¿La nueva 'Dolce Vita'? Ahora en el nuevo milenio
La decadencia romana que inspiró a Federico Fellini una de sus obras maestras, es motivo de La Gran Belleza, una película igualmente ligada a los desengaños de una civilización occidental al borde del colapso.
“Roma o morte”. En Roma o morir. La gloriosa inscripción está en el monumento a Garibaldi junto a una fuente de agua celeste, en un día soleado, con aquella luz dorada –o casi rosada– que solo se puede advertir en Roma. Será que la magia eterna de esta ciudad no solo convulsiona las mentes de grandes artistas sino que sus colores y luces emanan de un pasado milenario registrado en cada piedra de sus veredas.
Un grupo de turistas japoneses toman fotos desde las terrazas de la colina de Janiculum frente a la indescriptible grandeza de la ciudad. Uno de ellos cae infartado y su cámara rueda por el piso. ¿La belleza lo mató? Todo esto es enmarcado por las voces de un grupo coral femenino que ensaya los acordes de Yo miento, del compositor neoyorquino David Lang, junto a flashes de rostros romanos que pueblan la magnífica obertura de la película de Paolo Sorrentino y le dan un destello espiritual que no nos prepara para lo que viene después.

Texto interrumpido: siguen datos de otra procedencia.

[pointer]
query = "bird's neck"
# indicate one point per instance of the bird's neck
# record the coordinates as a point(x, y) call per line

La Gran Belleza (La Grande Bellezza) es finalmente el registro de la vida de Jep (‘Jeppino’) Gambardella, célebre periodista que cumple sus 65 años en medio de un bacanal como solo puede vivirse en la urbe, donde los emperadores bajaban el dedo pulgar y los cristianos eran masacrados por leones en el Coliseo. La ruina de ese edificio está al frente del penthouse donde vibran los cien invitados del fiestón de Jep y toda la escena parece un musical creado para uno de los círculos del infierno de Dante. Con diablos muy alegres y drogados, algunos semi-desnudos y donde la diminuta Viola, editora de Jep que mide menos de un metro porque es enana, es manteada, mientras los afluentes bailarines –jóvenes y viejos– se concentran en A mover la colita.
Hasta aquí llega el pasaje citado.